Meeks snapped to attention and tipped him a mock salute. “Yessir, Cap, sir!” Flicking his dreadlocks over his shoulder, he strode across the deck, calling orders to the rest of the starboard watch.

Reed rolled his eyes and finished his circuit of the ship, slapping the last sixteen-pounder—twelve—and taking the stairs to the quarterdeck two at a time. He liked eights best, but he’d settle for fours, sixes, twelves, sixteens, any even number, really. Made him feel like things were in order.

On the quarterdeck, Aly, the ship’s steward, was busy arranging a table for two, laying out fluttering linens and gleaming silverware. Two long blond braids hung over her shoulders as she made a quick set of pleats in a napkin. “Before you ask,” she said as he approached, “I already stowed my rifle under the gunwale.”

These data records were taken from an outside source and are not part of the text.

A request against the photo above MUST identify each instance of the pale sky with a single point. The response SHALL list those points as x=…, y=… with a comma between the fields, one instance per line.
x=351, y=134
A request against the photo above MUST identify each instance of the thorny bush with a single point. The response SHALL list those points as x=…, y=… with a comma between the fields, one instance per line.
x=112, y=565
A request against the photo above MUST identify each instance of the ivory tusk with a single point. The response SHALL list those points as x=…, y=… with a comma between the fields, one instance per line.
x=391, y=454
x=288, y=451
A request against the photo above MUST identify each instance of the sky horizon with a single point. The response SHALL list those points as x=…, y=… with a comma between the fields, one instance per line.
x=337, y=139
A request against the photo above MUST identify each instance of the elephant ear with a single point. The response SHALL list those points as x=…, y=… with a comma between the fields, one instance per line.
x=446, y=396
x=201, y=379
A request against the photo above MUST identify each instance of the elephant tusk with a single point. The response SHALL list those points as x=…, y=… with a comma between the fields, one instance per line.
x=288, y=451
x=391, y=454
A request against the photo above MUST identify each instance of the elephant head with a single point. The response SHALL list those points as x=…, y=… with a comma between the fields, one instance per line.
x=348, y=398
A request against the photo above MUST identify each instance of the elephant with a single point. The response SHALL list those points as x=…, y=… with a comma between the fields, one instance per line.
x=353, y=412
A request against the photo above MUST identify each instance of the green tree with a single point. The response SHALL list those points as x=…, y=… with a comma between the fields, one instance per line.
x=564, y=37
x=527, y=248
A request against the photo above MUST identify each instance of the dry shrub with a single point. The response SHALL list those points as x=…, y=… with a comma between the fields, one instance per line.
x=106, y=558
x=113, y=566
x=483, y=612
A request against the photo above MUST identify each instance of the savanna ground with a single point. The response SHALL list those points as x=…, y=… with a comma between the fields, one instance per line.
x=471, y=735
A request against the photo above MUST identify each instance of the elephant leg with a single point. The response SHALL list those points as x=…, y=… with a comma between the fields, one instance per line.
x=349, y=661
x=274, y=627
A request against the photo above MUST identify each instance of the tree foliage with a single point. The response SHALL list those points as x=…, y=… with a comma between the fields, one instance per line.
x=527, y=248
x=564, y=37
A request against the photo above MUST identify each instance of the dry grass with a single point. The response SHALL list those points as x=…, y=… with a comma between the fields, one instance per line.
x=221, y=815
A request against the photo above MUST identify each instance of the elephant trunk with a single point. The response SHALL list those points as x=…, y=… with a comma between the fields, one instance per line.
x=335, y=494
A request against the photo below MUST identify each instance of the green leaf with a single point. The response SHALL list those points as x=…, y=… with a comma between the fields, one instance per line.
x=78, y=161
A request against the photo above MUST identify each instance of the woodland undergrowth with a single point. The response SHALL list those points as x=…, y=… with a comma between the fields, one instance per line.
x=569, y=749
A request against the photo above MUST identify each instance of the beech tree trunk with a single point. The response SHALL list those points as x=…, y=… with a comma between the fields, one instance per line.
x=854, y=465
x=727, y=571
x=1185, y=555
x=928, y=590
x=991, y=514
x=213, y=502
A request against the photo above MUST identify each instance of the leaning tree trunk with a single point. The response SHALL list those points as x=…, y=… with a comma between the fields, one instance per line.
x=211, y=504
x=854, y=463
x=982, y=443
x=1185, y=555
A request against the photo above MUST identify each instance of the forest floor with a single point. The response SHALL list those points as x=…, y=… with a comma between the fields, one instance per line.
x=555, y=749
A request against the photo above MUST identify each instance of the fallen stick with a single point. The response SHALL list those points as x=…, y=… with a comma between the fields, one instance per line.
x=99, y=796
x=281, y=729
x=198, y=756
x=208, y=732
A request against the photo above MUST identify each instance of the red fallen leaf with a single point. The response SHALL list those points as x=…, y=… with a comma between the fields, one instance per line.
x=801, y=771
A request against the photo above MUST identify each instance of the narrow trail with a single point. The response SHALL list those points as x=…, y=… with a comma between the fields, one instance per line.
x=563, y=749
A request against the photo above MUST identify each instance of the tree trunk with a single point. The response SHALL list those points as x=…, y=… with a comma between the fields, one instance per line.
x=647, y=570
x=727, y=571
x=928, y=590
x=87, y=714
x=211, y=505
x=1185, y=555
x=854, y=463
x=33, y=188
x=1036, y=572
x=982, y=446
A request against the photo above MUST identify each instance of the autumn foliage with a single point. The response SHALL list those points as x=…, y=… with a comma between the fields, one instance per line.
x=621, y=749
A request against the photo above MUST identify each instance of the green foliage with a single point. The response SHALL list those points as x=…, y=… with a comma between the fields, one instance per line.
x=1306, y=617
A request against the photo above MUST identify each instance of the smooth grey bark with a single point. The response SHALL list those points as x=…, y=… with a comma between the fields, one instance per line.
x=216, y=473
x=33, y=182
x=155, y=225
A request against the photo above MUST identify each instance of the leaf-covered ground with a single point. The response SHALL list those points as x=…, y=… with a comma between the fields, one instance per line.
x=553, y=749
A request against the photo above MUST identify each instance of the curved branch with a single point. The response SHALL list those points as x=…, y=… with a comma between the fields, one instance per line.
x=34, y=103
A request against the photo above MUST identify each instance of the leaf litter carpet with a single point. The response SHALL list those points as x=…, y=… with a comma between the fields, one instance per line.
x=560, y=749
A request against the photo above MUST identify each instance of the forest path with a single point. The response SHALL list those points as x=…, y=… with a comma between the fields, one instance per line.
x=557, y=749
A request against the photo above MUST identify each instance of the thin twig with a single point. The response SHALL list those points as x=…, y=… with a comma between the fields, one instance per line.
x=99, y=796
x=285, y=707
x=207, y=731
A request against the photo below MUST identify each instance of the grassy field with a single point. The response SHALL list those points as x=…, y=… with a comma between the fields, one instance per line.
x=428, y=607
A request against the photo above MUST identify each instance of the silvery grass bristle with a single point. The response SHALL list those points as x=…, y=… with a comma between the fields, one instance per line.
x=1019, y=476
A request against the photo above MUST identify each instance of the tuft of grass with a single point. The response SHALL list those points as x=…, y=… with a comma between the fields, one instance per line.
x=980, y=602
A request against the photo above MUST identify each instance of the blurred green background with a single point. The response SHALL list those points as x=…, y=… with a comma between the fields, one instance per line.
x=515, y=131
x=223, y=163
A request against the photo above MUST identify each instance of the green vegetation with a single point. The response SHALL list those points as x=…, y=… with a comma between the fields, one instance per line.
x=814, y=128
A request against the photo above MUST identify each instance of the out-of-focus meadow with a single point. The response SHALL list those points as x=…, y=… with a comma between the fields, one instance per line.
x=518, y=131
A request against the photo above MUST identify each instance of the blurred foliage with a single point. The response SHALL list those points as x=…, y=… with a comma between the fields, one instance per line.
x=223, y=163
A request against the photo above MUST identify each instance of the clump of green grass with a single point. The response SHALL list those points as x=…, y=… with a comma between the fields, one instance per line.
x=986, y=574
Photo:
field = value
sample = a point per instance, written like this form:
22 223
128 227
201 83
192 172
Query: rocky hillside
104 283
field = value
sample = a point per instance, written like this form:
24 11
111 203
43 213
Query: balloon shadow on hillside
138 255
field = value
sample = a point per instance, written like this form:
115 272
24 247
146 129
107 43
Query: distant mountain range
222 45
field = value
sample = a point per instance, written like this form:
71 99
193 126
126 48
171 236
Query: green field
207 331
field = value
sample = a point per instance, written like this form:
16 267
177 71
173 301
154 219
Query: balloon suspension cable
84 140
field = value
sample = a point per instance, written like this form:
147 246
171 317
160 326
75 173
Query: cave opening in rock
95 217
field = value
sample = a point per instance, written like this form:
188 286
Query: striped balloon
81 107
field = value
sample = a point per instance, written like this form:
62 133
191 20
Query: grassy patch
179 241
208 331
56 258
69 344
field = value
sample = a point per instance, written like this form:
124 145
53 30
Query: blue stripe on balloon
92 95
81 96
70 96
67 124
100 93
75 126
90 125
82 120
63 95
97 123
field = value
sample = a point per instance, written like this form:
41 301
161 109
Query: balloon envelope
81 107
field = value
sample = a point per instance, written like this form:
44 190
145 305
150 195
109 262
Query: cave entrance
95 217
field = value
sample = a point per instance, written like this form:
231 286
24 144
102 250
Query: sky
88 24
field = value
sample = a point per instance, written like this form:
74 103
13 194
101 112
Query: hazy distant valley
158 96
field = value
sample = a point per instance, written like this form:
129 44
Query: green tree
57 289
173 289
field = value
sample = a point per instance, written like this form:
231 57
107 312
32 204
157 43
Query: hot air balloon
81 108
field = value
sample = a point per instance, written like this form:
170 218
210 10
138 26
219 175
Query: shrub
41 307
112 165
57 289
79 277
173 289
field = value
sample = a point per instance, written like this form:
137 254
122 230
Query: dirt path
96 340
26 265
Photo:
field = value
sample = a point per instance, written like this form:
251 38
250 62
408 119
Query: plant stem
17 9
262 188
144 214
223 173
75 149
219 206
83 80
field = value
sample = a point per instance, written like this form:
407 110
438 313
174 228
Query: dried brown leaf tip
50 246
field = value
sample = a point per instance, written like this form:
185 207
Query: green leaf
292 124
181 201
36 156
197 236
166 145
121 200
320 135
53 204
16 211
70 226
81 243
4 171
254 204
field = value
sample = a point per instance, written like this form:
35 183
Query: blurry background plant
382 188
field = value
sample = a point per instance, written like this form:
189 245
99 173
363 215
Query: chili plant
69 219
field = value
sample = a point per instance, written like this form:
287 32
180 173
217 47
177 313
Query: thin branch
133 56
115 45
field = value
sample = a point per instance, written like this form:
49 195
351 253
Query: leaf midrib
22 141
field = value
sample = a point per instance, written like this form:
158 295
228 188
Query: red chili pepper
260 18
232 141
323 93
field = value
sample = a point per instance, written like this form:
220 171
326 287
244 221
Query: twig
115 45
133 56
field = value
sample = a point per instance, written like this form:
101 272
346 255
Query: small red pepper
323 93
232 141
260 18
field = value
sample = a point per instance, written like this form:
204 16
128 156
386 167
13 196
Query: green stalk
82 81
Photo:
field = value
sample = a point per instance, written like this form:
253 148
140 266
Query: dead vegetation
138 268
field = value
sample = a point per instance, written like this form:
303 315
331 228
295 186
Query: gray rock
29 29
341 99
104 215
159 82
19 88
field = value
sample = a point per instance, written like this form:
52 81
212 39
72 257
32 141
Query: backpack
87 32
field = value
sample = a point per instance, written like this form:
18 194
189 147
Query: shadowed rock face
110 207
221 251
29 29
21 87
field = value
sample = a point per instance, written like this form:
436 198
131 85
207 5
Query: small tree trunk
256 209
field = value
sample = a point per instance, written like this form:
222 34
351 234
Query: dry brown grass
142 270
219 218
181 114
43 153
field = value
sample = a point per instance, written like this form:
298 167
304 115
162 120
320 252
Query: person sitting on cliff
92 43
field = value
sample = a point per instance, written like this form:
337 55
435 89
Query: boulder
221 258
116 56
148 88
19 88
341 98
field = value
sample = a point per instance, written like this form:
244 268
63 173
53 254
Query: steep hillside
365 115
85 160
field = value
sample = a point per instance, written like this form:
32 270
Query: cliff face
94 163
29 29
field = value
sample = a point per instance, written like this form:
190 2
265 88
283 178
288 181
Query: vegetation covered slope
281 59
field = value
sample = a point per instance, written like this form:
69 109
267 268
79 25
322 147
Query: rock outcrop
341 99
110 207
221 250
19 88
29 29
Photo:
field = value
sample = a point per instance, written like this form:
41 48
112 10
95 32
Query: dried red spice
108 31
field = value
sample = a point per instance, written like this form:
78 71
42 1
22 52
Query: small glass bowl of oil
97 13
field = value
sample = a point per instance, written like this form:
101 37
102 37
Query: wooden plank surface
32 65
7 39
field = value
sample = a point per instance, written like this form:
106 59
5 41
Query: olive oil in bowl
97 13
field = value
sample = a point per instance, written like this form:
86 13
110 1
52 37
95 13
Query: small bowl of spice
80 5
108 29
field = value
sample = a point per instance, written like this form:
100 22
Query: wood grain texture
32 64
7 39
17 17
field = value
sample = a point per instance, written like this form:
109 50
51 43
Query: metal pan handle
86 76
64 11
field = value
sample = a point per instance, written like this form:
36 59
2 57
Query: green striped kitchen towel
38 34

Captain Reed grinned. Dimarion was coming. But they were ready. “You’re as sharp as you are sweet, Aly,” he said.

She beamed.

The chief mate had not stirred from his place at the rail. An old man with a lined rectangular face and a scar across the flat arch of his nose, he was the leader of the larboard watch and Reed’s right-hand man. At the sound of Reed’s footsteps, he turned, dead gray eyes probing. “Is it today?” he asked. The same question he asked before every adventure. Before every dangerous caper.

Reed ran his fingers through his thick brown hair, listening to the waves wash against the hull. “Nah,” he said. “Not today.”

The mate’s frown deepened as he handed the captain his high-crowned hat. “How close is he?”

As much a part of the ship as the timbers themselves, the chief mate could see and hear anything on the Current—the face you were making behind his back, the state of the holds, the conversations of the crewmen in their bunks at night—as if the beams of the ship were extensions of his eyes and ears and nose and sense of touch; but anywhere except the ship he was blind, his milky eyes sightless. People said he never left the Current of Faith, and that as long as he lived, he never would.

The Crux’s rowboat was nearly at their hull now. Dimarion’s back was to them, but there was no mistaking his mountainous form. Reed even fancied he saw four sparkling rings on the man’s right hand.

“Close enough.” He tapped his fingers along the rail. Eight times.